Is that just
arr.map( e => b )
? let arr = [{a: 1, b: ["a", "b"]}, {a: 9, b: ["a","c"]}];
let b = "!"
for(let e of arr) e = b;
console.log(arr)
[{a: 1, b: ["a", "b"]}, {a: 9, b: ["a","c"]}] (unmodified) for(let e of arr) e.a = 2;
console.log(arr)
[{a: 2, b: ["a", "b"]}, {a: 2, b: ["a","c"]}] (modified) for(let e of arr) {let copy = {...e}; copy.a = 4;}
console.log(arr)
[{a: 2, b: ["a", "b"]}, {a: 2, b: ["a","c"]}] (unmodified) for(let e of arr) {let copy = {...e}; copy.b[0] = "!";}
console.log(arr)
[{a: 2, b: ["!", "b"]}, {a: 2, b: ["!","c"]}] (modified)The most frustrating thing about all of this is that the best way to make a deep copy to avoid all unwanted modification is JSON.parse(JSON.stringify(arr))

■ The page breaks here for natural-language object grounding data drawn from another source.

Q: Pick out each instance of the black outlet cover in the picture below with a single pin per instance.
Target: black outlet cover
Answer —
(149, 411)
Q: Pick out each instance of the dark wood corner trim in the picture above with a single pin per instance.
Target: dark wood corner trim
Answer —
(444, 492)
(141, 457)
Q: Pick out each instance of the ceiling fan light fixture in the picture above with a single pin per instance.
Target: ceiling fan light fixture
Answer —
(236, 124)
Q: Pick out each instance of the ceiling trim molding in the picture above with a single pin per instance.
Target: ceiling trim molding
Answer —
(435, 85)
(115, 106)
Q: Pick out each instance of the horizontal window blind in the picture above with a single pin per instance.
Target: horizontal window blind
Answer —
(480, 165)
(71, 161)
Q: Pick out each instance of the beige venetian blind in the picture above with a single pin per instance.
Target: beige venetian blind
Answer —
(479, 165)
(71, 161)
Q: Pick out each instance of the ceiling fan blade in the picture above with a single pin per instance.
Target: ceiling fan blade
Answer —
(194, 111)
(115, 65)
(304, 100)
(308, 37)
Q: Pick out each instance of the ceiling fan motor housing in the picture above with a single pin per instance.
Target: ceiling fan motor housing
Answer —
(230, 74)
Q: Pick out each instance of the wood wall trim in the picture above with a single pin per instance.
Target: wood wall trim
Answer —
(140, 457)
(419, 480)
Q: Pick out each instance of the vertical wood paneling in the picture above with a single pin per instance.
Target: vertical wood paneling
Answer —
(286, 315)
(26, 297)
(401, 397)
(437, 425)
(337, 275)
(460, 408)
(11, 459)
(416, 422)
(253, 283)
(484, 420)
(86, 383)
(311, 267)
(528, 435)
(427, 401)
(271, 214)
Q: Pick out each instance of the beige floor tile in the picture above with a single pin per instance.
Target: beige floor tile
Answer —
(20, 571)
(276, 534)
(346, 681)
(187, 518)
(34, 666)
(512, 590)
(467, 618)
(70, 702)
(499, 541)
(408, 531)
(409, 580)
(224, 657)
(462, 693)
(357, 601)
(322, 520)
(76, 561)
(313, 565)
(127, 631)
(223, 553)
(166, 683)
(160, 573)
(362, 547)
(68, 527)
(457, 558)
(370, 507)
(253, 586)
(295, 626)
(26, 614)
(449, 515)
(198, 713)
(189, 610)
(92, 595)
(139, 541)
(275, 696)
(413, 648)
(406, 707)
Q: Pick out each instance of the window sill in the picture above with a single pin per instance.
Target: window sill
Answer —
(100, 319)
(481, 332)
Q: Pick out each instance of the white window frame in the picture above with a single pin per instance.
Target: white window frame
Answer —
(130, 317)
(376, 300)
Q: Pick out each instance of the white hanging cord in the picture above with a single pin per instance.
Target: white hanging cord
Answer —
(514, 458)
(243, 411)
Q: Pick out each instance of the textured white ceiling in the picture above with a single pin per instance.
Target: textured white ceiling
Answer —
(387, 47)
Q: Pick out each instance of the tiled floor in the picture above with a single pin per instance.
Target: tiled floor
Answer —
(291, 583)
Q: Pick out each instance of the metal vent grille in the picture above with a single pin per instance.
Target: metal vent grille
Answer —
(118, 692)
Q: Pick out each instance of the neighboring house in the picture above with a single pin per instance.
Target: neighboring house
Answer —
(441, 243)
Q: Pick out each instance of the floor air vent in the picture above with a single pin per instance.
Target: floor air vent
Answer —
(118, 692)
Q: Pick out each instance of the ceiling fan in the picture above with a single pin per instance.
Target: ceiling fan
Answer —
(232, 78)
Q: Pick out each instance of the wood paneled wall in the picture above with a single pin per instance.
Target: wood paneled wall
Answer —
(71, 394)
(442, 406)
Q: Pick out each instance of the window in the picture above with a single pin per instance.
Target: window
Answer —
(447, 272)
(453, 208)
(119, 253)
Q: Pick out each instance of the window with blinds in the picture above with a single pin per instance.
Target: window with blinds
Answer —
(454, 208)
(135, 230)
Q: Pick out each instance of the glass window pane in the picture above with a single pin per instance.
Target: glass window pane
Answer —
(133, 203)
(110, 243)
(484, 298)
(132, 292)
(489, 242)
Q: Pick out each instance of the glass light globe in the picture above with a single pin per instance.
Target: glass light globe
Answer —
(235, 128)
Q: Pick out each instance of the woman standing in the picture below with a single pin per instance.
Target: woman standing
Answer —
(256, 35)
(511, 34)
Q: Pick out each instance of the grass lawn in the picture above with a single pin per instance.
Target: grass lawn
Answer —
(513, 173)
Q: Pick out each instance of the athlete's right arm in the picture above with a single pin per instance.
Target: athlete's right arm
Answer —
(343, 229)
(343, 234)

Why not make a little library so you can do these kinds of things safely without reimplementing them every project? Maybe call it safeCopy or something.
Examples where this is easy are C where every copy and allocation is very explicit, C++ which has a good `const` concept that's actually useful, or Rust with it's ownership concept that makes mutability very obvious.
The arr.map providing you had a variable on the left side would output the result of each iteration into said array ( so an array containing all b values - however I guess you meant arr.map(e => e)
Providing arr is iterable (e.g. an array) it's perfectly valid js. Your linter might scream at you to add braces and a semicolon, but neither is needed for correctness here.
I try to reimplement pointless code, I get more pointless code.